4.Finalmente um quarto e último aspecto, a clausura provinciana terá que ser substituída pela mobilidade. As universidades portuguesas são hoje a mais clara ilustração do provincianismo que assola a generalidade das nossas instituições. Na sua generalidade os assistentes estagiários são recrutados entre os licenciados da própria universidade, os assistentes entre os assistentes estagiários que nessa universidade completaram o seu mestrado, os professores auxiliares entre os assistentes que aí fizeram o doutoramento e excepcionais são os casos em que num concurso para professor associado ou catedrático é colocado um professor proveniente de outra universidade. É tudo gente do mesmo bairro e, se possível, da mesma rua. O interessante é que nem por isso os laços de solidária amizade se criam.

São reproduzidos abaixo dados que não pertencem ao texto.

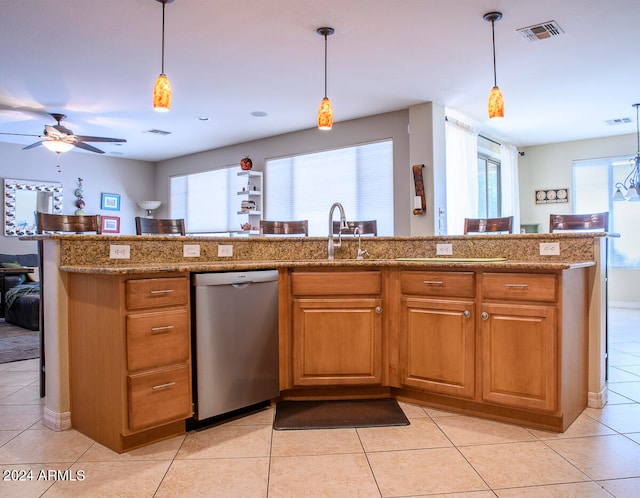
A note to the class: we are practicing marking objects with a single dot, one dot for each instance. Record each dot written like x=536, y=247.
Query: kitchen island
x=447, y=332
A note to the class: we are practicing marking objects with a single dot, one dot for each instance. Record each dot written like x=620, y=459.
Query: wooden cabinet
x=130, y=357
x=336, y=328
x=534, y=342
x=519, y=356
x=437, y=332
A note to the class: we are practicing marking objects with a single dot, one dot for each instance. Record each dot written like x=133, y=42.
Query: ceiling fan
x=59, y=138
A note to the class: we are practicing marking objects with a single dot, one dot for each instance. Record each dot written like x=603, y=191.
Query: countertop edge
x=259, y=265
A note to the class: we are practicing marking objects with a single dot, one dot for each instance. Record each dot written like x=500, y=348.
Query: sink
x=458, y=260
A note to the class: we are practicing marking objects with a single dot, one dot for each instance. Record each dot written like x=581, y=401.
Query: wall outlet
x=444, y=249
x=225, y=251
x=119, y=251
x=549, y=248
x=191, y=250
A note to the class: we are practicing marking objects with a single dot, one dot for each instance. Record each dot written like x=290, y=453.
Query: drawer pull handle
x=162, y=386
x=164, y=327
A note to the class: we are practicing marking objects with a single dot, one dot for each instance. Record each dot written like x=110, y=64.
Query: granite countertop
x=156, y=254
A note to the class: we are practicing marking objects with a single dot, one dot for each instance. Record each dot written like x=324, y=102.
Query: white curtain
x=462, y=175
x=510, y=187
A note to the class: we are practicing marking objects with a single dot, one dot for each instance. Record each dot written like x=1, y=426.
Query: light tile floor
x=438, y=454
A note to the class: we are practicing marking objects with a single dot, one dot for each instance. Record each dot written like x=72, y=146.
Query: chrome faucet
x=343, y=226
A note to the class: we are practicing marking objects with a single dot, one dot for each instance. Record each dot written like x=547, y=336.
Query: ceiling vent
x=617, y=121
x=541, y=31
x=158, y=132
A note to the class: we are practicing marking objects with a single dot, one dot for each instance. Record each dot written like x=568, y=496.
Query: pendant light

Cria-se, isso sim, um perverso efeito de consanguinidade e dependência onde vão proliferando diferentes ramos familiares cada vez mais fechados sobre si. O sistema fecha-se sobre si mesmo e o conhecimento deixa de ser pensado universal e globalmente. A vocação universalista da academia obrigará a incentivação de um sistema de mobilidade generalizada, privilegiando a fertilização cruzada entre diferentes instituições, através de incentivos à mobilidade de professores e estudantes entre universidades nacionais e estrangeiras. Não deixa de ser curioso notar que a política sugerida pelo conselho de reitores vai no sentido diametralmente oposto. Incapazes de controlar o fenómeno dos "turbo professores" foi instituído um sistema de pagamento entre universidades para serviços prestados pelo professor alienígena que são verdadeiras coimas para a mobilidade dos docentes. Um desafio muito mais criativo seria o de instituir e socializar esta mobilidade, mas isso implicaria um novo modo de pensar a universidade.

Em suma, reinventar a universidade implicará necessariamente reconstruí-la como espaço de liberdade, igualdade e fraternidade e isso, como sugeria Rorty, obrigará à criação de uma nova linguagem, uma linguagem em que os conceitos de transversalidade, horizontalidade, multiplicidade e mobilidade se assumam como os pilares de uma nova arcádia.